Asia’s insecure giant
So powerful has China become since its miraculous “rise,” so mighty has it grown since it began modernizing its military by injecting it with tens of billions of dollars annually, and so certain of the rectitude of its ways has it been that it launched a massive manhunt, involving more than 100 police officers and interrogating 873 suspects over 10 days, for — hold your breath — individuals suspected of “despoiling” the flag and symbols of the Chinese Communist Party (CCP) with ink-filled eggs. In the end, two arrest warrants were issued. In all, four flags were “despoiled,” police said yesterday, which “insulted” the national flag and “harmed the image of the party and the nation [in an attempt ] to damage our democratic [hum, sic] legal system,” in the words of Bo Xilai, Chongqing’s top CCP official.
Also yesterday, the Chinese Foreign Ministry maintained it was well within its rights to ban certain Web sites, especially those that refer to Taiwan and China as separate entities, discuss the Tibet issue or criticize the CCP. These include the BBC, Voice of America, as well as certain Hong Kong-based outlets.
Isn’t it ironic that a superpower that is so staunchly, unwaveringly and unflaggingly sure of the rightness of its positions on Taiwan and Tibet — not to mention the legitimacy of its government — fears it cannot allow its citizens to vent their anger by throwing a few eggs, or give them access certain types of information?

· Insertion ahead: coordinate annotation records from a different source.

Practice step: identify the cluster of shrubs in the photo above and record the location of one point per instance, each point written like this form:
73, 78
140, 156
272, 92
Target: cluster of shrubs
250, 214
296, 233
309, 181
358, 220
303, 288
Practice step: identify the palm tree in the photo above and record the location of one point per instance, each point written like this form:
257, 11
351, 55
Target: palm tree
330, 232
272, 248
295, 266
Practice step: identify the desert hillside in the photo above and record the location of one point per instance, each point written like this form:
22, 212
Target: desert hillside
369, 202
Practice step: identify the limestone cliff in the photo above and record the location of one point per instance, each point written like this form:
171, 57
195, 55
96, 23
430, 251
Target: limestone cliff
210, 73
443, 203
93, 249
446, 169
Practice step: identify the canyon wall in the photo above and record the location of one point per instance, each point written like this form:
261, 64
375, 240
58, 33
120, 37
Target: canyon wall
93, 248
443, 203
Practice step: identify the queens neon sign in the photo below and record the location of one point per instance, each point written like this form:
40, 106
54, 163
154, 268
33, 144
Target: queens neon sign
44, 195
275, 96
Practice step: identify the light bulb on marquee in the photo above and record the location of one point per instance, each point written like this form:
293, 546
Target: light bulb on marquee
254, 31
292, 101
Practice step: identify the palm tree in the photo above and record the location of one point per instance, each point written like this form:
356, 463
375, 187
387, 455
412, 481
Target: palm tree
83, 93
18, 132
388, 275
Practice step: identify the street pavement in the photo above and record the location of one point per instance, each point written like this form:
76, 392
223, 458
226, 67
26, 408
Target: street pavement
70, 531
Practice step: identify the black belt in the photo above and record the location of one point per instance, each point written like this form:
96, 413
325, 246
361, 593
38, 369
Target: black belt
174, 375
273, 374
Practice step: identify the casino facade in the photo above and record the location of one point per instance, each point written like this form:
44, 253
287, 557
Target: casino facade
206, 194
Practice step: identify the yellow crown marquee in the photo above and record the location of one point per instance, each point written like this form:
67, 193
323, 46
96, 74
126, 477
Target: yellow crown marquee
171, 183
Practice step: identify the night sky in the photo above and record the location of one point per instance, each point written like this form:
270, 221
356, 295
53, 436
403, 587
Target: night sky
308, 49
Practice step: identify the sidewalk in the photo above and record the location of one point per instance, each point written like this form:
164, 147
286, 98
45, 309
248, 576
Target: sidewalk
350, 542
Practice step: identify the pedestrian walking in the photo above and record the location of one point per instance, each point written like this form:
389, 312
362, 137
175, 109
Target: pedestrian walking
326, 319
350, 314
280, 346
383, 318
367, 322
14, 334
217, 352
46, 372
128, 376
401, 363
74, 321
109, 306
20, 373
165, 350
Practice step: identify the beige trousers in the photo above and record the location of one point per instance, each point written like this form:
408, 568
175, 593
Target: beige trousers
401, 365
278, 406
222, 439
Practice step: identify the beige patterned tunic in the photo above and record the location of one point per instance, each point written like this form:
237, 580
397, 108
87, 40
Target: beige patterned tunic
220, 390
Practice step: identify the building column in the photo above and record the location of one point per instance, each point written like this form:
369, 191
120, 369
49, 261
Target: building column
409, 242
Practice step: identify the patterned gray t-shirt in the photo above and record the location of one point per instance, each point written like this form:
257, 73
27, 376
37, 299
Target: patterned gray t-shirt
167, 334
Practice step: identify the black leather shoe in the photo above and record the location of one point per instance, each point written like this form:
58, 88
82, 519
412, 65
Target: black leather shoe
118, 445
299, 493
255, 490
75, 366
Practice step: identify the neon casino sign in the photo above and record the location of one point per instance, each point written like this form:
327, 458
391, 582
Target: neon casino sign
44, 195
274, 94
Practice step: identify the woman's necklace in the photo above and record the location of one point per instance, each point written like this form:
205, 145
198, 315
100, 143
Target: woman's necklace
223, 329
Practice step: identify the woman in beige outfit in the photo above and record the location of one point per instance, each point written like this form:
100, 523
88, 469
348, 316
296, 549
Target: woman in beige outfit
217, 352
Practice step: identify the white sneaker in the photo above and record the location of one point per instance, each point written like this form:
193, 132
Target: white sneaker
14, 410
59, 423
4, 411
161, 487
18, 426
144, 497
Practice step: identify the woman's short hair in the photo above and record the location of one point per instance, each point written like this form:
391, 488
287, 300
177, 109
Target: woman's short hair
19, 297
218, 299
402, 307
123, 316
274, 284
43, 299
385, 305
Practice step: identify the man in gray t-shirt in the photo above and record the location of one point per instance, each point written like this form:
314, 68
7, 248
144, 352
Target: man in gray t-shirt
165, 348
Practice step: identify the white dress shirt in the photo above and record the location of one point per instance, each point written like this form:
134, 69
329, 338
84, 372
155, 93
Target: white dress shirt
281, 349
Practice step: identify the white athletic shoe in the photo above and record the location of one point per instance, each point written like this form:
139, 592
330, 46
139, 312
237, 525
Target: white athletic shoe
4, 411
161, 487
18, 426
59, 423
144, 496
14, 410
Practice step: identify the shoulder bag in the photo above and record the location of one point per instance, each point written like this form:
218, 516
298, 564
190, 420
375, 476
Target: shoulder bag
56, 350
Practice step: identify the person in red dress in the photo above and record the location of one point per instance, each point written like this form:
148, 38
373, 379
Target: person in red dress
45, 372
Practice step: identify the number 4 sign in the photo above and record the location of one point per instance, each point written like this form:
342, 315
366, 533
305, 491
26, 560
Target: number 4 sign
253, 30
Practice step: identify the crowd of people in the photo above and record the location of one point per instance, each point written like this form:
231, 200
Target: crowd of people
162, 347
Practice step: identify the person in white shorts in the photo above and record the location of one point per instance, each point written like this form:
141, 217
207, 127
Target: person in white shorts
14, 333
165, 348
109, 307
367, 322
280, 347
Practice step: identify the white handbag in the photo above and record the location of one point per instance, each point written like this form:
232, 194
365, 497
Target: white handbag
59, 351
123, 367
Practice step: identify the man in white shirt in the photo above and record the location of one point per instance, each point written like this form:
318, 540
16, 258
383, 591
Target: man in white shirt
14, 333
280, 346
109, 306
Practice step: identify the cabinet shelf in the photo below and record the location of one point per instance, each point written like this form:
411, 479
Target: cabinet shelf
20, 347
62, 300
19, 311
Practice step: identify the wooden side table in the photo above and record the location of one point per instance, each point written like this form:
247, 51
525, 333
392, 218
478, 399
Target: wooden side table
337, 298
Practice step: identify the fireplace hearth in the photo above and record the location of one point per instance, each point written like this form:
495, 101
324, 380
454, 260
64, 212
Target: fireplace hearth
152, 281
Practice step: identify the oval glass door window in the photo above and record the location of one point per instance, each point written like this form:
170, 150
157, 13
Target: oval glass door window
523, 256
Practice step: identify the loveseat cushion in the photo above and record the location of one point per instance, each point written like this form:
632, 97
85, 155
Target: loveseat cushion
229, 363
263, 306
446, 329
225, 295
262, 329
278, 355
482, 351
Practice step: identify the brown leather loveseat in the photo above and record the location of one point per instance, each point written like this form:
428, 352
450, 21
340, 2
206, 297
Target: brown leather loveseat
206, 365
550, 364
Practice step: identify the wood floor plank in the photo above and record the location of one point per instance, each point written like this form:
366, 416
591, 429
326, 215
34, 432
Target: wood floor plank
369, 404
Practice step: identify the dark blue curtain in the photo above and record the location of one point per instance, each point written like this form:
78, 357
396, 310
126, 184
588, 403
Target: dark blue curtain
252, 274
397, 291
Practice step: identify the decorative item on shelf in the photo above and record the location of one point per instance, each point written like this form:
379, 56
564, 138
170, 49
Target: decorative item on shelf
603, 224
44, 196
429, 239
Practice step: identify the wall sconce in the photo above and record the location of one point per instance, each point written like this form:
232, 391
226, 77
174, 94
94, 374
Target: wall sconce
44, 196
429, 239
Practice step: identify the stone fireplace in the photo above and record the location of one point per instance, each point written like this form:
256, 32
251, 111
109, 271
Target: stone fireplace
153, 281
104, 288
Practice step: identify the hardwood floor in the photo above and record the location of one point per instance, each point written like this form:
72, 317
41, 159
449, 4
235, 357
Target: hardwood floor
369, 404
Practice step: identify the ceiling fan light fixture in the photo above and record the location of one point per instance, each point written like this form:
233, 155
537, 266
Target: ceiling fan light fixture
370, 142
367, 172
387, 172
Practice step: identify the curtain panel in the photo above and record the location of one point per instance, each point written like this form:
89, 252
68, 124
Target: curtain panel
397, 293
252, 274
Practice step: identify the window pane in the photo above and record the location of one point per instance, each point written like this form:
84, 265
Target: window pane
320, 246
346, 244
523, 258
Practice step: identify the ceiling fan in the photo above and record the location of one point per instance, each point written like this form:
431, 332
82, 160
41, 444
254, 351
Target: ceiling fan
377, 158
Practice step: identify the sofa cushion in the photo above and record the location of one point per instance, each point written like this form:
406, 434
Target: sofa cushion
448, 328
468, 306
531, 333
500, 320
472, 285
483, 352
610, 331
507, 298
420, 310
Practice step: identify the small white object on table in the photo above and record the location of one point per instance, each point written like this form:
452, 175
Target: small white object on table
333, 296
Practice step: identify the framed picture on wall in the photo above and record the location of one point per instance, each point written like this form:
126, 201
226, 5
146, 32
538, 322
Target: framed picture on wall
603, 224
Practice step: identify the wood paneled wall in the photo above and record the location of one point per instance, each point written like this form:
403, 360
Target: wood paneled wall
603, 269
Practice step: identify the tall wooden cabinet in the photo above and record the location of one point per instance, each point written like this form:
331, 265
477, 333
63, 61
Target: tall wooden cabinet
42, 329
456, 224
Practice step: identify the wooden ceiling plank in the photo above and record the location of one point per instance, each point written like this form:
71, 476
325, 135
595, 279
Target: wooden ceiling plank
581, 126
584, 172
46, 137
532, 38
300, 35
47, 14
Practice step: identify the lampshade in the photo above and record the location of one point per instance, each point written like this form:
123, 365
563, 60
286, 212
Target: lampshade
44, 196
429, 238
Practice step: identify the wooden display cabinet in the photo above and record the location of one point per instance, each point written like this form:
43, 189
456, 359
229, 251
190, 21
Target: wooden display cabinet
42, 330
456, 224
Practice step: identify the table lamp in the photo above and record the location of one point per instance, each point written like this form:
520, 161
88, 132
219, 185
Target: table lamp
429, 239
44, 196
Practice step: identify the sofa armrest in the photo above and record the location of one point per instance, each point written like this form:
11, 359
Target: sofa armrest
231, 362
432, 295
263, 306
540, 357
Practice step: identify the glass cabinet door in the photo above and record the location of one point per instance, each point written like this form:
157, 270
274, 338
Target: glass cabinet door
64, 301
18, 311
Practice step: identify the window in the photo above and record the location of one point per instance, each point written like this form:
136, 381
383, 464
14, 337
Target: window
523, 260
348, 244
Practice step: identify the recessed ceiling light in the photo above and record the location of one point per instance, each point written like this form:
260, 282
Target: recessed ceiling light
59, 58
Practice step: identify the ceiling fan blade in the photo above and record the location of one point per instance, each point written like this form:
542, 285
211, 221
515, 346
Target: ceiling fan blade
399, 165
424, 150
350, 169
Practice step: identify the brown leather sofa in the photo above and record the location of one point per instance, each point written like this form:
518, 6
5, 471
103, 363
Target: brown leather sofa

Of course, as anyone who has traveled to China and spoken to its people would know, the CCP’s plan is exactly that — to keep the population in the dark, to feed them lies, generation after generation, and to brainwash them to such a degree that otherwise educated and intelligent individuals, as a friend of mine related to me recently, cannot accept that Taiwan has its own currency, its own elected government or its own military.
Try as it might, however, and police the Web and other media as strictly as it can, this is a battle that in the long run the CCP simply cannot win. As electronic media will continue to develops at a pace security agencies cannot compete with, and as the Chinese population becomes richer, travels more frequently and increasingly has the means to access information (Internet access, mobile phones, TVs), Chinese will realize there is a wide gap between the information they obtain at home and the reality out there.
Beijing has every reason to be insecure, because when they are confronted to reality, its arguments don’t float.